耳を澄ますのではなく、目を澄まさなければならない、ケイコは生まれつき耳が聞こえない聾者のプロボクサーだ。2回目の試合に勝った後、記者がジムに取材に来る。彼女にボクサーとしての才能はあるのかと質問されて、ジムの会長は答える。
小柄だし、リーチは短いし、耳が聞こえないというのは非常に危険だし、むしろ才能は無い。しかし、彼女の人間性が良いのだと。「才能」より「人間性」だというセリフに心が立ち止まった。レフリーやセコンドの声が聞こえない彼女はリスクが高いので、多くのジムに断られる。古い、下町の小さなジムだけが、彼女の本気を理解して受け入れてくれたのだ。灯台のように、あたたかな灯がともる事務所に静かに座っている会長を三浦友和が好演している。「障害を持つ彼女の才能を見出した会長」という新聞記者が期待するような美談ではなく、日常を生きていくうえで本当の励ましとなるような姿を彼は見せてくれる。
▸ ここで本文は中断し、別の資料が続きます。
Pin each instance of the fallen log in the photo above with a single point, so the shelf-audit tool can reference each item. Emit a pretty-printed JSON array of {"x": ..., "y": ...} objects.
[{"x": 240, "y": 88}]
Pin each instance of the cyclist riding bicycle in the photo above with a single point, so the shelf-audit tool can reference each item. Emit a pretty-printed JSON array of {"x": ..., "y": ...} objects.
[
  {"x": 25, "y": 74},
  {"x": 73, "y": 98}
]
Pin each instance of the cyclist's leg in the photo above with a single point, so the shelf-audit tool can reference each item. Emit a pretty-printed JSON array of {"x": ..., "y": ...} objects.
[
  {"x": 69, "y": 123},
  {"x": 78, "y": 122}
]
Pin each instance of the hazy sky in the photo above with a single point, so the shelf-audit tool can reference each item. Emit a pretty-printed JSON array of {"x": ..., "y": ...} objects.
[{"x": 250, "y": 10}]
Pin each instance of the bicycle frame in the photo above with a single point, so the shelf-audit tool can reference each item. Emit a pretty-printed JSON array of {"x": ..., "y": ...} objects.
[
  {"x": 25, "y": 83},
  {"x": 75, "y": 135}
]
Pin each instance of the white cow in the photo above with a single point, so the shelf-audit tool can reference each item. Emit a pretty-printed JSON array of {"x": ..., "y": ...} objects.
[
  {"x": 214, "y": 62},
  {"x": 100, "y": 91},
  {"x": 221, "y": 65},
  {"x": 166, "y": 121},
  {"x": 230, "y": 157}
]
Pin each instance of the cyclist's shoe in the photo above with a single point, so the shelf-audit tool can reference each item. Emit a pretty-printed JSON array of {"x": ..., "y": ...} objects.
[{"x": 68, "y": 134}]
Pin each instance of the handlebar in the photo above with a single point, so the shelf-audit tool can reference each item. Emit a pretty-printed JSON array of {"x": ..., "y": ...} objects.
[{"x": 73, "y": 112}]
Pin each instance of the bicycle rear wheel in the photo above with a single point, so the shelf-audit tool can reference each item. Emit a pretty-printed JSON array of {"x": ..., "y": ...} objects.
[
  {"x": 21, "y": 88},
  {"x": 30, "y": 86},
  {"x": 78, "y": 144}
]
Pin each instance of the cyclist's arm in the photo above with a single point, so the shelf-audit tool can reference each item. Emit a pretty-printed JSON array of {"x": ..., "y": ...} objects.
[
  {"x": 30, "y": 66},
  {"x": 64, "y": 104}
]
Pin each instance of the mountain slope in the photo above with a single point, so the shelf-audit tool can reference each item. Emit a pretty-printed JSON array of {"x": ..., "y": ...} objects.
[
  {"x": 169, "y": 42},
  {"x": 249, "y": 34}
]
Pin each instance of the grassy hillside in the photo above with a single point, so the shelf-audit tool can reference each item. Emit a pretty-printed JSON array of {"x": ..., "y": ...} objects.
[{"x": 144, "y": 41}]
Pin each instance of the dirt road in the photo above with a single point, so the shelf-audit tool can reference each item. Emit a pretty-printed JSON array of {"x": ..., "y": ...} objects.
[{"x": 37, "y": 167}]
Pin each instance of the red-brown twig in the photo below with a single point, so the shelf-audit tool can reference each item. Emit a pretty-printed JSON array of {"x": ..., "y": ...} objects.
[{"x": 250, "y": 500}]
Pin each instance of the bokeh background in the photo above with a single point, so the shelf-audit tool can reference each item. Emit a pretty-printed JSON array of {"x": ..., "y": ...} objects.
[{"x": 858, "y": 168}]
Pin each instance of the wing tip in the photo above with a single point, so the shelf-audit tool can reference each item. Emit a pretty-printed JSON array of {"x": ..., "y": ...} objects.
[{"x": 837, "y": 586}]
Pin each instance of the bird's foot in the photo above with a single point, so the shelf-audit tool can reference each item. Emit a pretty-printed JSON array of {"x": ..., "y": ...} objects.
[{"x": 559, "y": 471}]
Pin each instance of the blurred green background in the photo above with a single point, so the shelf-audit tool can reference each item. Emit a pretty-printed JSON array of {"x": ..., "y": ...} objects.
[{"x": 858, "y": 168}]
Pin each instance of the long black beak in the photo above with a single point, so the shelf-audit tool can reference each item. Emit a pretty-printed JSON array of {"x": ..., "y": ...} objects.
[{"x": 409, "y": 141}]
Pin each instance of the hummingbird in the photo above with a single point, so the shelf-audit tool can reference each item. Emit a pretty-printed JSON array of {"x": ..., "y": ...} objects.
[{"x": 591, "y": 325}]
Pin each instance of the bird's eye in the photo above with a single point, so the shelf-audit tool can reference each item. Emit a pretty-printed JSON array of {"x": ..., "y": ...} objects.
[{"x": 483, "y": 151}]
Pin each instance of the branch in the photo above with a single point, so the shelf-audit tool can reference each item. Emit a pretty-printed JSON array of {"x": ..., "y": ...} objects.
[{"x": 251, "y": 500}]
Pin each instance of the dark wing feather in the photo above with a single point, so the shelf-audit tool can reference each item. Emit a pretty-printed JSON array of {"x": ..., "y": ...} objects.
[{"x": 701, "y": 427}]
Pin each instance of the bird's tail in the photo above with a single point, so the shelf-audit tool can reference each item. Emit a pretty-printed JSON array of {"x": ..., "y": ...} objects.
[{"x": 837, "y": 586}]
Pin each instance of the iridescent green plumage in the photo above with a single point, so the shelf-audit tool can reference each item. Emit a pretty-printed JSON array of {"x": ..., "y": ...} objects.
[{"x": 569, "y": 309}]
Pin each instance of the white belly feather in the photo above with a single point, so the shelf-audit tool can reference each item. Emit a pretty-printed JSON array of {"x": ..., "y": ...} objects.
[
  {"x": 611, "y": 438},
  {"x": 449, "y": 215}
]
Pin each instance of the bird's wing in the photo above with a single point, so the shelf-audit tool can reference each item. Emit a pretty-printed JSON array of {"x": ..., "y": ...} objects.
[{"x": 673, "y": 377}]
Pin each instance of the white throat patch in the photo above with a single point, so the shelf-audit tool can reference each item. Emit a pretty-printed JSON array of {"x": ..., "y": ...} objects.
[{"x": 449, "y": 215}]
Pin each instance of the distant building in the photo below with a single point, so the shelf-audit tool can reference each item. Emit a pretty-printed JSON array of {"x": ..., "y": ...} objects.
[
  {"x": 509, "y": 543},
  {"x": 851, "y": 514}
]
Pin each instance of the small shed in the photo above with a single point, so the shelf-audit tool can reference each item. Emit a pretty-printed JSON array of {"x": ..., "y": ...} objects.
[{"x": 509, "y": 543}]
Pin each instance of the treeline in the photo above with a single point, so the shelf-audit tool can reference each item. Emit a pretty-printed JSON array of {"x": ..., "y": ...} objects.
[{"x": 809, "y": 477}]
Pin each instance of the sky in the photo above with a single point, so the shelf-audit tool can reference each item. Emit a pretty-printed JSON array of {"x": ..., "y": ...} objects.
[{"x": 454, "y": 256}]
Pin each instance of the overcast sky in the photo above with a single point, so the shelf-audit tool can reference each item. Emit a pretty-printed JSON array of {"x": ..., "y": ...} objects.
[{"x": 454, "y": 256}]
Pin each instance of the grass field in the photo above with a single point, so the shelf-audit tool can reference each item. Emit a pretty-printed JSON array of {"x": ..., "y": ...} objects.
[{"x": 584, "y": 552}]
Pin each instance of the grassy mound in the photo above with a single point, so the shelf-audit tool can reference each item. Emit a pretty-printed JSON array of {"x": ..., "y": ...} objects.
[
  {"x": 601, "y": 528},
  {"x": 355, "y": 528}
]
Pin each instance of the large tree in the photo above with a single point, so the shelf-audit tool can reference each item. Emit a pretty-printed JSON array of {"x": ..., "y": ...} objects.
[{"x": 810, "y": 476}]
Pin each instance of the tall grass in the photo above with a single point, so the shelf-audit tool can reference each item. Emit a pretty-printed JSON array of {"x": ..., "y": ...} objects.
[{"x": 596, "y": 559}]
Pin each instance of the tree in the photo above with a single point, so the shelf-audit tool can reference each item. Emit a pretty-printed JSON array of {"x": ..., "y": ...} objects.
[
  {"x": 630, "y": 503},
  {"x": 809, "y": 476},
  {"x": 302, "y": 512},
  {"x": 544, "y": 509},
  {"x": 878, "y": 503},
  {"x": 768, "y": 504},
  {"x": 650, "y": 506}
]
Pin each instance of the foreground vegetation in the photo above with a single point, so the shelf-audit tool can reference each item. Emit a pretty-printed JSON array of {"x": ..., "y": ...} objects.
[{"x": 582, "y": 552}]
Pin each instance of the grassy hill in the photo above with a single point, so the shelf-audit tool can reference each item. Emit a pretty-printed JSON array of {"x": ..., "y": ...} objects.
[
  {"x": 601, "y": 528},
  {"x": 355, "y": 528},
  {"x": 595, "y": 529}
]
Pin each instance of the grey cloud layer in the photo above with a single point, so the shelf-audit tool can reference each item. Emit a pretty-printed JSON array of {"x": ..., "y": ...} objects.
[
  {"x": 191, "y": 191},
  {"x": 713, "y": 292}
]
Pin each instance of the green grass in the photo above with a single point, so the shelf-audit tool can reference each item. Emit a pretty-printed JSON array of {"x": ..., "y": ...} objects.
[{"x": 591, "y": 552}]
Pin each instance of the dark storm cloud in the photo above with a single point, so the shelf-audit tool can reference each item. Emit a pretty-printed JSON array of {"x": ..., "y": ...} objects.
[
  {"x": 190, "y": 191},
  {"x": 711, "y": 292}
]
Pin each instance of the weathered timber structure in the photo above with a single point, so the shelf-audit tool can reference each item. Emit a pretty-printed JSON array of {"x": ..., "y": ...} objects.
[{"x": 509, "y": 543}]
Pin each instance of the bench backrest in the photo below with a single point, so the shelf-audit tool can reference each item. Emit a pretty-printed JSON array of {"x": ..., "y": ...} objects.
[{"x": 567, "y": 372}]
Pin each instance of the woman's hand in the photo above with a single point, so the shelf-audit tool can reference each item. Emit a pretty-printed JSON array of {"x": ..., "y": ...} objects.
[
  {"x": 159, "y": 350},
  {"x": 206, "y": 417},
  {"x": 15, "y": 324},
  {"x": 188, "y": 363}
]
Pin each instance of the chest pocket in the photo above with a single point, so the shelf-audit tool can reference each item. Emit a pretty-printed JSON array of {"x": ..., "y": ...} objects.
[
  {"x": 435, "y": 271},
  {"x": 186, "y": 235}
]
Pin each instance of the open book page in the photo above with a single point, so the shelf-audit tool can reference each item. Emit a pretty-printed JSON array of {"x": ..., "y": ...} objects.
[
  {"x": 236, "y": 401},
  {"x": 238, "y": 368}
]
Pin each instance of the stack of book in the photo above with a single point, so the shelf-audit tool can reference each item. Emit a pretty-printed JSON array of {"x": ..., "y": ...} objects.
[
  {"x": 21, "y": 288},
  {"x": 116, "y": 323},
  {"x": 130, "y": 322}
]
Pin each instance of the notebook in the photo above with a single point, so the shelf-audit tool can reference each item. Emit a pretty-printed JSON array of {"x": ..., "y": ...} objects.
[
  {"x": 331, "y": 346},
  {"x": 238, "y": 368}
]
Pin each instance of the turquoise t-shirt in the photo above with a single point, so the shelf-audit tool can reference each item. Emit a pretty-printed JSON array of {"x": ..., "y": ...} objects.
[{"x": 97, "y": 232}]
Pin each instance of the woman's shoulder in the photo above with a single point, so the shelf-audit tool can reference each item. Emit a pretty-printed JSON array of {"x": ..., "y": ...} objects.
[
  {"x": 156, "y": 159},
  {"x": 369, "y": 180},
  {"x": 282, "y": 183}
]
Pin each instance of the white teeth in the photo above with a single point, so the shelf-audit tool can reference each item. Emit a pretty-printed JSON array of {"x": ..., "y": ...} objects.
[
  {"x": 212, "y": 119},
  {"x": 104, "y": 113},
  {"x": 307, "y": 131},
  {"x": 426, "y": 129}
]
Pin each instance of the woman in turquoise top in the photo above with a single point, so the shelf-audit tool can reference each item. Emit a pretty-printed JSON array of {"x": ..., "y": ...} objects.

コロナの影響もあり、練習生も減り、会長も年を取り、とうとうジムを閉めることになる。プロボクサーではあるけれど、ボクシング1本で生活は成り立たず、試合の翌日でも腫れた顔のままホテルの清掃の仕事に出かけなければならないケイコの心は揺れ動く。

「なぜ、ボクシングを始めたのか」という問いへの答は映画の中には描かれていない。弟が話す「昔、いじめられて荒れていた時期があったから、ケンカが強くなりたかったんじゃないかな」というセリフがあるだけだ。きっかけなんて、そんな程度の事だったのかもしれない。けれど、なんだかボクシングが好きだという気持ちが、会長やジムのトレーナー、会長の奥さんとの出会いをケイコにもたらせてくれる。確信なんてないけれど、ボクシングが好きだという気持ちに誠実に生きていることで、分かりあえる仲間との絆ができていく。そういう描き方がいい。

昔からあるジムの古い鏡を磨いて、会長とケイコが並んでシャドウボクシングをする場面、ケイコがふいに会長の方を向いて一瞬泣き笑いのような表情をあふれさせる場面が心に残った。映画は、言葉にならない言葉を人間の肉体をつかって見せてくれる芸術なのだ。

プログラムに掲載されているインタビューの中で三宅監督は、「映画館の大きなスクリーンで人をじっと見つめることは、それ自体が面白くてスリリングな経験です。日常では見逃してしまうかもしれないごく小さな心の波や、どんな言葉にもできない何かが、映画館では繊細に感じることができると思います。それを信じて作った映画です。ケイコの人生と、観客の皆さんそれぞれの人生が、出会うことを願っています。」と語っている。

16mmフィルムを使うことで、この映画に美しさと深さがもたらされている。かつてのボクシングジムが持っていた失いたくないものと、かつての映画界が持っていた失いたくないものが重なって見える。しかし、この映画はただ終焉を嘆いている物語ではない。ジムは閉じられても、映画館が閉じられても、試合に負ける日があっても、人生は続いていく。その日の翌日もまた日常は続いていくのだ。しかし、もし、まだボクシングが好きならば、映画が好きならば何とかなる。心から好きでさえあるならば、それで元気が出せる。離れ離れになっても、またいつか会える。そんなことをラストシーンに感じて、見終わったあとも心が揺れ続けている。